John werkt inmiddels al 28 jaar bij de gemeente Beesel. “Ik ben ooit begonnen als verwarmingsmonteur maar ben daarna op de begraafplaats van de gemeente Beesel terechtgekomen. Toen er een functie vrijkwam, heb ik de overstap gemaakt naar de onderhoudsdienst. Tachtig tot negentig procent van de tijd zit ik op de tractor. Veel dingen zijn hier goed geregeld. Toen er laatst bij een bijeenkomst gevraagd werd wie er al allemaal lang werkzaam waren voor de gemeente Beesel, gingen er bij onze afdeling veel handjes omhoog. Dat zegt natuurlijk wel iets. Er ‘moet’ van alles maar ik heb vaak ook wel een bepaalde vrijheid om zelf te bekijken hoe ik mijn werk inricht. Als het weer niet goed is om onderhoud uit te voeren aan de sportvelden, dat zit bijvoorbeeld ook in mijn takenpakket, doe je dat een dag later.” In de basis blijft zijn werk grotendeels hetzelfde. “Echt veel veranderingen, bijvoorbeeld doordat er een nieuw college zit, zijn er niet. Maar ook daar hou je rekening mee: je weet je dat je voor een organisatie werkt waar politiek een rol kan spelen.”
Het is altijd mooi om te zien dat mensen hun stoep en misschien die van de buren zelf sneeuwvrij maken. Hier heeft John wel nog een aanbeveling bij: “Probeer de sneeuw dan niet op de weg te scheppen. Die hebben wij dan vaak al schoongemaakt en dat is voor ons heel veel werk om dat weer opnieuw te doen.” De conclusie dat we in de toekomst door de klimaatverandering steeds minder last gaan krijgen van sneeuw en kou, durft John nog niet helemaal te onderschrijven. “Dat wordt vaak gezegd. Maar toen een aantal jaar geleden de Maas uit zijn oevers trad, verklaarde men ook dat dat maar een keer in de zoveel jaar voor kwam. Een jaar later was het toen weer het geval.”

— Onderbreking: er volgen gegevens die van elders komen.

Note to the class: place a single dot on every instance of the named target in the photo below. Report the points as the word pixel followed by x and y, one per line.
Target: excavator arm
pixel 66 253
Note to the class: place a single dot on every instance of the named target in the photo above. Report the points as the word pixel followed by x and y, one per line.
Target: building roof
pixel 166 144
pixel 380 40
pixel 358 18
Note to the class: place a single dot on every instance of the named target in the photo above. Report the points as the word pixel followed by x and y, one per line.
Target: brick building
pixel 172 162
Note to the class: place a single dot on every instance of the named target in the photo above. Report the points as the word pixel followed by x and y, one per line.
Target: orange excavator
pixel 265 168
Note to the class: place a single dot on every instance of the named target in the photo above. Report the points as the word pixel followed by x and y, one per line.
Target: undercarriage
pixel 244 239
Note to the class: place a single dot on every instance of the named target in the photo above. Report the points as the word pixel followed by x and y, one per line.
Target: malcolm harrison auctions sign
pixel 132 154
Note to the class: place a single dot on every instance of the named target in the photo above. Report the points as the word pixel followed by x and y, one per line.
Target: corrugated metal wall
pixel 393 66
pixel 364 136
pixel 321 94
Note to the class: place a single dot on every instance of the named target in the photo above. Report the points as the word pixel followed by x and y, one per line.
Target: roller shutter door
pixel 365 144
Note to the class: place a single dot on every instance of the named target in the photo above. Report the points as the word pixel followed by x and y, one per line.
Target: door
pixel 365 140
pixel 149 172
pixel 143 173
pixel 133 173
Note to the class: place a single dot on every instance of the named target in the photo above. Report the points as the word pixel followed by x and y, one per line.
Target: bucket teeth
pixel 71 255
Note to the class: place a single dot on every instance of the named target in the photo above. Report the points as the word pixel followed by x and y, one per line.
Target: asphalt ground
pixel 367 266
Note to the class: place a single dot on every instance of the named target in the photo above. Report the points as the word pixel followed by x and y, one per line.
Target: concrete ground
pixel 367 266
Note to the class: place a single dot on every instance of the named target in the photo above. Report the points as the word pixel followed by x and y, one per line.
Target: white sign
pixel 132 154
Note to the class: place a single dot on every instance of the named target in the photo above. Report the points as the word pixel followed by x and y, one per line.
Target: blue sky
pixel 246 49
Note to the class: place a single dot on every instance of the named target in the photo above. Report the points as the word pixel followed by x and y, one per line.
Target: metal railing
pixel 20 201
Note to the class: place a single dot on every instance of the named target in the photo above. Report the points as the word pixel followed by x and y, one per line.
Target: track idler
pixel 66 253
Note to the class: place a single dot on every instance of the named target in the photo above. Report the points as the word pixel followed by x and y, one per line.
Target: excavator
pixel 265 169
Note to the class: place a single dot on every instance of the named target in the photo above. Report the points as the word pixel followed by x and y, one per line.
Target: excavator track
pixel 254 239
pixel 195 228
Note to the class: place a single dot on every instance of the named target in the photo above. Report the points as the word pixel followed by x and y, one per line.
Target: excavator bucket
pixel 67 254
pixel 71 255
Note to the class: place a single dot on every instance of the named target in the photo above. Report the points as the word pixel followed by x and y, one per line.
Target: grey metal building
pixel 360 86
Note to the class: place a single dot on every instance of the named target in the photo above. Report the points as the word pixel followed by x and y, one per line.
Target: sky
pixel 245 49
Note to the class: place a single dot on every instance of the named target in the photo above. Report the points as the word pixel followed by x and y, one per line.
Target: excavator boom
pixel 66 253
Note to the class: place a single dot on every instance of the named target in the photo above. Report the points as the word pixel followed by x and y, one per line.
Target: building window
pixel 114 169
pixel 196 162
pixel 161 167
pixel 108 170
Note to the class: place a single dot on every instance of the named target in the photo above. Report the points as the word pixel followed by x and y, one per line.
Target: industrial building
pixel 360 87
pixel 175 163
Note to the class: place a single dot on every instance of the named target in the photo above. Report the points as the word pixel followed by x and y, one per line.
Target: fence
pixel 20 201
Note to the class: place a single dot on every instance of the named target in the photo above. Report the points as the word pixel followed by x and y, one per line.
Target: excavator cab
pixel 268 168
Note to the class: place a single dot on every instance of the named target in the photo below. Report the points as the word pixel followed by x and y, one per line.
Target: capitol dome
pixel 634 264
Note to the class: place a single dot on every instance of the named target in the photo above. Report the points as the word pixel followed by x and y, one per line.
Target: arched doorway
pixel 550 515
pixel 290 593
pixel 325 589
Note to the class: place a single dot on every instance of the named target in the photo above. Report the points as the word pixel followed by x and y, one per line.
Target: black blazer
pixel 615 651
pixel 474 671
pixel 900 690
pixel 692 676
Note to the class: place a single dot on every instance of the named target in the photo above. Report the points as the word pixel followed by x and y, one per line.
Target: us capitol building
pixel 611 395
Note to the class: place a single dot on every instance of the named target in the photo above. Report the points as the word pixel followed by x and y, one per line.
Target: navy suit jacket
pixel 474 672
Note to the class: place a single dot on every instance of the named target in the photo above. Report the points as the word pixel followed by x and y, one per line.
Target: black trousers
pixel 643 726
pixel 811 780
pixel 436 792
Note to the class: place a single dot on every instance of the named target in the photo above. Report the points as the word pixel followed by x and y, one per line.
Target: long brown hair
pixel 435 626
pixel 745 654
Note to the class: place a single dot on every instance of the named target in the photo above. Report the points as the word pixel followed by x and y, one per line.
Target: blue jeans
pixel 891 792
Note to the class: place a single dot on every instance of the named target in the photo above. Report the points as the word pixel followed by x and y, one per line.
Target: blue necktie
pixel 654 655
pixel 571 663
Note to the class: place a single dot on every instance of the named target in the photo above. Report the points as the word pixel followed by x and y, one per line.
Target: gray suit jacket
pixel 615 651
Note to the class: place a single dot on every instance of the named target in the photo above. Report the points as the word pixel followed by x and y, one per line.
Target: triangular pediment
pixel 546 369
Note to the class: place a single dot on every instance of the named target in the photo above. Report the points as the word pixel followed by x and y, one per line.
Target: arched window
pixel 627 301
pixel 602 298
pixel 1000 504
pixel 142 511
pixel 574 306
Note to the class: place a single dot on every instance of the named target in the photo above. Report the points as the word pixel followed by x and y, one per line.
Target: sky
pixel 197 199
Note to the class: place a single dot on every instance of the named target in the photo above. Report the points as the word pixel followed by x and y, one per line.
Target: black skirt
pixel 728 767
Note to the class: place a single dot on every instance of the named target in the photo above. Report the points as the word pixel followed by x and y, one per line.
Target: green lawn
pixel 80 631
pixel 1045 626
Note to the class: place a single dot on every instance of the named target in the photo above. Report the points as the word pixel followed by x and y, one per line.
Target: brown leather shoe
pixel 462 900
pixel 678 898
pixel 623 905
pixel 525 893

Nu we met z’n allen midden in de winterperiode zitten, is de tijd aangebroken van koudere temperaturen én de kans op sneeuw en ijzel. In die gevallen is de gemeente Beesel zelf verantwoordelijkheid voor de gladheidsbestrijding op de wegen. Daarvoor hebben ze eigen materieel en personeel, waaronder John: “Tegenwoordig maken we veel gebruik van de technische mogelijkheden die er zijn. Zo hebben we op een aantal plaatsen in de gemeente meetstations; die weten precies wat de temperatuur en het zoutgehalte van de weg is. In combinatie met de verbeterde weersverwachting, kun je dan bijvoorbeeld plannen dat je ’s ochtends vroeg eruit moet om preventief te gaan strooien. Dus voordat het daadwerkelijk glad is of gaat worden.” Het strooien zelf gebeurt volledig computergestuurd. “Alleen als de sneeuwval of gladheid extreem is, kunnen we er bijvoorbeeld voor kiezen om meer zout te strooien.” Ondanks de technologische vooruitgang, kan nog niet alles exact voorspeld worden. “Dus een enkele keer moet je er onverwacht midden in de nacht uit. Maar dat weet je, dat hoort erbij.”
Als er sneeuw of ijzel dreigt te komen, zijn er vaste routes waar het strooiteam van de gemeente Beesel gaat rijden. “Wij doen zo’n tachtig tot negentig kilometer aan bestrating. Die gebieden zijn allemaal vastgelegd. Uiteraard horen daar de hoofdwegen en overige doorgaande wegen bij. Maar we kunnen nu eenmaal niet alles doen dus sommige wegen blijven ‘onbestrooid’. Belangrijk blijft het dat mensen hun gezonde verstand gebruiken. Het komt toch nog wel eens voor dat ik ‘s morgens aan het vegen ben en dat mensen vragen of ik niet even hun auto eruit kan trekken omdat ze al geslipt zijn.”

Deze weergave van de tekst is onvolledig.